Thursday, October 01, 2015

Time for Buzz

A number of people I know have lent into the idea of taking on physical challenges as 'happiness projects'. Some of my friends have completely transformed themselves, and you can see the buzz and energy that has resulted. One interesting common thread though, is the talk of the sacrifice their families have had to make because of the demand these challenges make on their time. The need to wake up early, and go to bed early. By taking on the Comrades Marathon, or an Iron Man, or the Unogwaja Challenge, or the running for 24 hours, the event is not the main attraction. It is the training. It is the time.

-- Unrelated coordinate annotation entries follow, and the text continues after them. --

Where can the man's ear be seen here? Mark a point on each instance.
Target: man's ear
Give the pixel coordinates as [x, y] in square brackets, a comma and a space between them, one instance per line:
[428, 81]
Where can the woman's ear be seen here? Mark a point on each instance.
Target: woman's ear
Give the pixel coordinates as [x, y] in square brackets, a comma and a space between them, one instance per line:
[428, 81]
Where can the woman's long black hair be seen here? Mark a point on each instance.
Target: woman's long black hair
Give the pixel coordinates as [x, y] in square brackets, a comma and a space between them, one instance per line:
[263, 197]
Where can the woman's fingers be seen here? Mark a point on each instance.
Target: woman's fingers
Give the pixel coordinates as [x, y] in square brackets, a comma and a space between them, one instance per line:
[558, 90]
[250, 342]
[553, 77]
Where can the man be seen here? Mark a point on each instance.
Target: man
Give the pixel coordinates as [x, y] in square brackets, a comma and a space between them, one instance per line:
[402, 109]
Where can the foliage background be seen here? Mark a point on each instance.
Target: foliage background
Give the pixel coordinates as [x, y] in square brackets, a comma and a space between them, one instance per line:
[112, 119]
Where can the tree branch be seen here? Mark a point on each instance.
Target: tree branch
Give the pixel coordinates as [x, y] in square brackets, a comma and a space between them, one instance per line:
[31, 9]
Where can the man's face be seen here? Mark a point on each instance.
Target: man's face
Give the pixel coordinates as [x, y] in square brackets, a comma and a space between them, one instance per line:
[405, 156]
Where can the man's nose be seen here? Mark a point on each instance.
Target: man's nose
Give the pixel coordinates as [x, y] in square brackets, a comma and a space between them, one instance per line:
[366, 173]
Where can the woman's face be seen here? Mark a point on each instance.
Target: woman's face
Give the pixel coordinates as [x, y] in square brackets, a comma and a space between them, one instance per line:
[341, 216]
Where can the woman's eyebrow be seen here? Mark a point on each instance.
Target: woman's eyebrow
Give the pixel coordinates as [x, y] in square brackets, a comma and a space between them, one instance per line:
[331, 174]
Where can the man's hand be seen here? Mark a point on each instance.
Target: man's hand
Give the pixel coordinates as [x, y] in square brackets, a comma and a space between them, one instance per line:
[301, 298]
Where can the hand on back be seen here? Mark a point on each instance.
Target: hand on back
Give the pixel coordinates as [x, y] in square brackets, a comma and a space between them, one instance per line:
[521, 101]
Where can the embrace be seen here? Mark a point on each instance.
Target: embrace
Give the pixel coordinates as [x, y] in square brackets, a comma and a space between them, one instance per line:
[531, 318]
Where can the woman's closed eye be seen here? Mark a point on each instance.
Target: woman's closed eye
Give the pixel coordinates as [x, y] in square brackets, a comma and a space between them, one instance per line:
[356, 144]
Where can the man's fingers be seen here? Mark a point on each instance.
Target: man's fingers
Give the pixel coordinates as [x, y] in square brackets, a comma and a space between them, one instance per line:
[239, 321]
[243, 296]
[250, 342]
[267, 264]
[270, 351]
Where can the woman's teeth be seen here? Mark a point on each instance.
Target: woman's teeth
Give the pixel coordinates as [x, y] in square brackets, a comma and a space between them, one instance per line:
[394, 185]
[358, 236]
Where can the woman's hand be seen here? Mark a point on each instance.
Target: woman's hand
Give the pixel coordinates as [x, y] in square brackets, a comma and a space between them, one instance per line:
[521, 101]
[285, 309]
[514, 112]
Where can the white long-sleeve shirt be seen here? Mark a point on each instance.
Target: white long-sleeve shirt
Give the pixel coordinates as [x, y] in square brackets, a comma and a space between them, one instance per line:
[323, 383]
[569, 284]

What interests me about this is that it is a trade off between Family and Personal Projects. What never seems to enter the equation is work. Work is a given. You have to eat. You have commitments. We have a certain number of hours a week we work. A weekend. And annual leave. The idea of walking into your bosses office and saying, 'I would really like to attempt the Comrades, which means I need a three hour lunch break every day. I will however not be leaving any later than usual, because obviously family time is not negotiable'.

We think about our salaries in money. Tim Ferris argues we are leaving out time. Someone who works a 100 hour week, with two weeks of leave a year (while staying 'in touch') may earn $150,000 a year. Someone who works 40 hours a week, is home for bath, bed and dinner time, with 6 weeks a year of leave, and turns their phone off on the weekends when they leave at 4 o'clock on a Friday - may earn $100,000. Who earns more? How do you value benefits like great colleagues, interesting projects, and an environment that takes into account the needs of the community, families, health and well-being of everyone a business affects?

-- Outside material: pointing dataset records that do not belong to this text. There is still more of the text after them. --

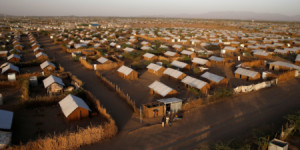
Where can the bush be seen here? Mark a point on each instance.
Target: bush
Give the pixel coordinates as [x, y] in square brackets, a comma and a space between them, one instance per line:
[221, 93]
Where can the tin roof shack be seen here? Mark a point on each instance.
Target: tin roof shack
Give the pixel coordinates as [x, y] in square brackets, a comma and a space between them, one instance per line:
[156, 69]
[180, 65]
[230, 50]
[54, 85]
[74, 108]
[13, 58]
[246, 74]
[149, 57]
[127, 73]
[47, 66]
[276, 144]
[190, 54]
[200, 61]
[218, 60]
[103, 60]
[41, 56]
[88, 52]
[7, 68]
[161, 89]
[297, 60]
[153, 110]
[171, 54]
[174, 73]
[280, 66]
[6, 118]
[196, 83]
[215, 79]
[261, 54]
[172, 105]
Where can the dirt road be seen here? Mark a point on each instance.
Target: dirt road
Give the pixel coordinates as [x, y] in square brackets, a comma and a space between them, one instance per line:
[119, 110]
[225, 120]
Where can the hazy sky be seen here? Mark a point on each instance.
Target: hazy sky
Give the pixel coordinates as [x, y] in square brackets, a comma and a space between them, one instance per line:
[143, 7]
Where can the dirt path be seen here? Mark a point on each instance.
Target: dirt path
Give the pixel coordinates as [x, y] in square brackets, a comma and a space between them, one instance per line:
[231, 118]
[119, 110]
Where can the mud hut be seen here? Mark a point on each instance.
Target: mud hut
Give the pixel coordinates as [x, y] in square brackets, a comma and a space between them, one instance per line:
[127, 73]
[74, 108]
[156, 69]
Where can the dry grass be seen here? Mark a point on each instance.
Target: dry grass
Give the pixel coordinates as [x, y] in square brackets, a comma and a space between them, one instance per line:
[192, 104]
[86, 64]
[286, 76]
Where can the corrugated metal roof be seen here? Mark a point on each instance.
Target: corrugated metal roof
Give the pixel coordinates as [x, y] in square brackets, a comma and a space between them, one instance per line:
[196, 83]
[13, 56]
[6, 118]
[52, 79]
[71, 103]
[46, 63]
[199, 61]
[128, 49]
[102, 60]
[10, 66]
[179, 64]
[212, 77]
[148, 55]
[215, 58]
[125, 70]
[186, 52]
[154, 67]
[170, 100]
[170, 53]
[246, 72]
[40, 54]
[173, 73]
[285, 64]
[160, 88]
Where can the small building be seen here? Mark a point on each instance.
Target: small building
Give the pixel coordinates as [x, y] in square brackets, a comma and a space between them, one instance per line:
[176, 74]
[9, 68]
[127, 73]
[161, 89]
[6, 119]
[13, 58]
[103, 60]
[156, 69]
[297, 60]
[190, 54]
[214, 79]
[180, 64]
[171, 54]
[200, 61]
[153, 110]
[230, 50]
[128, 49]
[196, 83]
[54, 85]
[280, 65]
[277, 144]
[74, 108]
[149, 57]
[171, 105]
[41, 56]
[261, 54]
[215, 59]
[47, 66]
[242, 73]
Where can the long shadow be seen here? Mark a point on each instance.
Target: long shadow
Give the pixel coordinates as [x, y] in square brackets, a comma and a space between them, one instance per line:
[115, 106]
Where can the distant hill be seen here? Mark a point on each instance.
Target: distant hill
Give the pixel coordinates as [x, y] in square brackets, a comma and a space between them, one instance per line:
[237, 15]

A former colleague of mine was recently building a new business in a new country. He commented on how a big part of that was 'hurry up and wait'. There were things you needed to do, but there were enforced periods of time in between where there was nothing you could do. 94.37%* of the time someone with one years medical training may be able to do the job of someone with 30 years. There is always 'stuff you can do' when working in creative endeavours. You can do additional reading. Meetings can be longer. You can plan. Do competitor research. You can pretend to work while surfing the web. Work can expand to fill the time allocated.

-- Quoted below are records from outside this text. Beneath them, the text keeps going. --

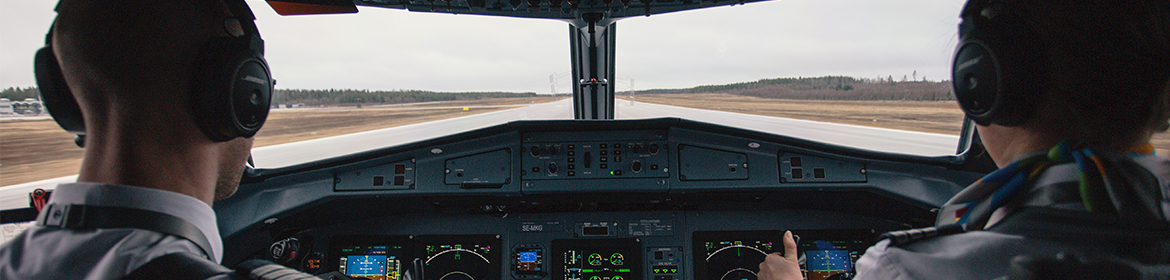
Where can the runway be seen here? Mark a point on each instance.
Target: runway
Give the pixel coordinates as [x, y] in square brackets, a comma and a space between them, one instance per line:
[283, 155]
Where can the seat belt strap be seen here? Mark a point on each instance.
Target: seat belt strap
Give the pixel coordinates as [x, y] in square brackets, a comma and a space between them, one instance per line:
[85, 217]
[181, 266]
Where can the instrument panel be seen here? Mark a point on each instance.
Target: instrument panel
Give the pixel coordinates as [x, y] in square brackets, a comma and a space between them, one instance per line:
[651, 199]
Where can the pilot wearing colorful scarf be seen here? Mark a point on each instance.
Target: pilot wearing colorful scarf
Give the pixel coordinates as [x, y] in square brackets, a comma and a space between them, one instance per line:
[1066, 95]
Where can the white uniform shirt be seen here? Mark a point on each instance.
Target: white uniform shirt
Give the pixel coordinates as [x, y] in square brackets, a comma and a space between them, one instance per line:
[985, 254]
[105, 253]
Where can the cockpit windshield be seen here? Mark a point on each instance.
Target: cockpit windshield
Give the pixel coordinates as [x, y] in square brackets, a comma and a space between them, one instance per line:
[858, 74]
[850, 73]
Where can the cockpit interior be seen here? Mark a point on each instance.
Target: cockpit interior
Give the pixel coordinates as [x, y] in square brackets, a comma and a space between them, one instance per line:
[590, 198]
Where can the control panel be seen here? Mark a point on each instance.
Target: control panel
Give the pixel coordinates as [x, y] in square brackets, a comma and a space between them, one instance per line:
[583, 156]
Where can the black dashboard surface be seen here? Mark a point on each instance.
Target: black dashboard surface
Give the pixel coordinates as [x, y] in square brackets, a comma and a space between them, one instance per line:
[649, 199]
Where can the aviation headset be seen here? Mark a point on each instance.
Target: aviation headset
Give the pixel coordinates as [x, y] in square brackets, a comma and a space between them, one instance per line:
[232, 83]
[996, 72]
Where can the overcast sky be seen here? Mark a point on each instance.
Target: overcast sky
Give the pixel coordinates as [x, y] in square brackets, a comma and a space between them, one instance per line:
[386, 49]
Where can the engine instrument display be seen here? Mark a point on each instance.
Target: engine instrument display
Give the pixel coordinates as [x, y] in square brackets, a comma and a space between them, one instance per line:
[597, 259]
[736, 254]
[371, 258]
[460, 257]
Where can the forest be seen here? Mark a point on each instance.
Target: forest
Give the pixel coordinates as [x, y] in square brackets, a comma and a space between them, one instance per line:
[792, 88]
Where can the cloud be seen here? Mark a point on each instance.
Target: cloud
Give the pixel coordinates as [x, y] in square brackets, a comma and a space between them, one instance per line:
[397, 49]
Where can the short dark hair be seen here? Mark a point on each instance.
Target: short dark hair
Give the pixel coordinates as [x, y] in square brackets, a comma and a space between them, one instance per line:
[1108, 68]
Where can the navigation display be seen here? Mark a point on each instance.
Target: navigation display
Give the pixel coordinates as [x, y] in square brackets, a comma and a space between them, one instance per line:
[597, 259]
[460, 257]
[370, 257]
[736, 254]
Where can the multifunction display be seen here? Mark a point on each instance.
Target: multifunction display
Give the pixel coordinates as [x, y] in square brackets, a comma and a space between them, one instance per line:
[736, 254]
[597, 259]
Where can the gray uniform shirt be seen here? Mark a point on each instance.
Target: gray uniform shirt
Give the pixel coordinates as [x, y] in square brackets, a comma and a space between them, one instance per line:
[105, 253]
[984, 254]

Killing time in whatever way, shape, or form, seems like one of the most tragic things we can do. Time is priceless. I am not someone who argues that we should always be doing stuff we love doing. Sometimes you need to accept reality and do the things that need doing. Do the things you are best at even if they aren't the things you want to be doing. But we aren't heroes, and there are other things that are important.

That is where I think we have some thinking to do. 'I don't have time' isn't good enough for things we need to do to have enough buzz and energy for the things we have to do.

*always say things you are making up to two decimal places. I call this the Murray Rule. A colleague in my first year of work told me people always believe things when they are to two decimal places and said confidently.